Being bullish and being observant are not mutually exclusive terms. I’ve been vocally and publicly bullish on this tape since early fall but in my opinion, there are now yellow lights flashing everywhere.
I write these words not with the intention of offering any advice, but to let you in on my thinking.
In the core model portfolio I run for clients, considered to be a “conservative growth” model, we are now holding around 20% cash. I can afford to do that in a bull market because there are some very aggressive holdings on the other side of the model.
If the market’s going to go up 6.5% a month in perpetuity with zero volatility, then I am woefully underinvested (and should in fact be leveraged). I do not believe that this will be the case. I am not merely pontificating about the potential for a correction in Q1, I am actually preparing for one. To me, a sharp move down at some point soon would be just what the market needs – though I hold very loose convictions as to what the timing, severity and proximate cause of a correction will be.
Technically speaking, the uptrend for the S&P 500 remains intact, breadth is positive as is the rolling boil of new 52 week highs underpinning the action across virtually all industry groups. Can’t hate a tape in which oils and retailers can hold hands and ascend the mountain together. But there are some anecdotal signs and squishier datapoints that have me concerned.
- Hooray for Web 2.0 (which I’m bullish on) but have things gotten just a bit carried away? $70 billion for Facebook 15 months ahead of its IPO? And did the Cheezburger Network (LOLCats, Failpics etc) really just close a $30 million round of funding? Umm, yes, inexplicably it did. Frothfail.

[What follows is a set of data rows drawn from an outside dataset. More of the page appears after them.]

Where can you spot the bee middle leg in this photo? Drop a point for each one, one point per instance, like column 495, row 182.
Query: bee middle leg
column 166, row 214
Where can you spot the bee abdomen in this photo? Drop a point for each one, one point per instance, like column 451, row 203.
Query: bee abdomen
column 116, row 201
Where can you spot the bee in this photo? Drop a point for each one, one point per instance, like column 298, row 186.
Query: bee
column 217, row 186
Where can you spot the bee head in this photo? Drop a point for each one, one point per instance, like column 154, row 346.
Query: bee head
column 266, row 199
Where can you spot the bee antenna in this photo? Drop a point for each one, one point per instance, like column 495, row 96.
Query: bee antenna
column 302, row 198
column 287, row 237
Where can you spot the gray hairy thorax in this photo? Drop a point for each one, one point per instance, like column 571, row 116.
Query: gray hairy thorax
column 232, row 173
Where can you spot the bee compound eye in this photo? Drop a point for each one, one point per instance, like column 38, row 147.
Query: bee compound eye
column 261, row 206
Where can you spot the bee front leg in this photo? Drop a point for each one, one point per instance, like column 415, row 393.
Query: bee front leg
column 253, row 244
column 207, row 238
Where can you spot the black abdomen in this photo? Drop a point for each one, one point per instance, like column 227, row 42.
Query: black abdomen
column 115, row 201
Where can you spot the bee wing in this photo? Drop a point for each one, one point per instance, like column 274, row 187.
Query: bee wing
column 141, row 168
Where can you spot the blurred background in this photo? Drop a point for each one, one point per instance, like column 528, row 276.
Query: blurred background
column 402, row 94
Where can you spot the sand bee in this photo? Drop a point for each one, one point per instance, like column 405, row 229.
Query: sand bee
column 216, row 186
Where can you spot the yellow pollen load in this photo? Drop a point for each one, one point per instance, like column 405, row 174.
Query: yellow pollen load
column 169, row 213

- Sentiment measures are running extremely hot. Granted, this has been the case for awhile but at some point, someone’s got to blush just a little bit. For example, the latest Investor’s Intelligence survey is at around 58% bullish. Readings over 50% are considered “extreme”, we’ve been above 50% on this survey since mid-October.
- Finally, I’ll drag the VIX, a measure of volatility, into this discussion. If the VIX were a now-grown child star from the 80’s, this would be the phase where it would start robbing liquor stores and removing its pants for twenties in strangers’ cars – rock bottom. The VIX just closed at 15.46 on Friday, the lowest level since July 19th 2007. If that date sounds familiar, it was basically the top of the S&P 500, excluding one last gasp of bullishness in October of that same year before the crash began.
The yellow lights have been flashing for a little while now…but this weekend they began flashing much more brightly and with an increasing urgency to this observer.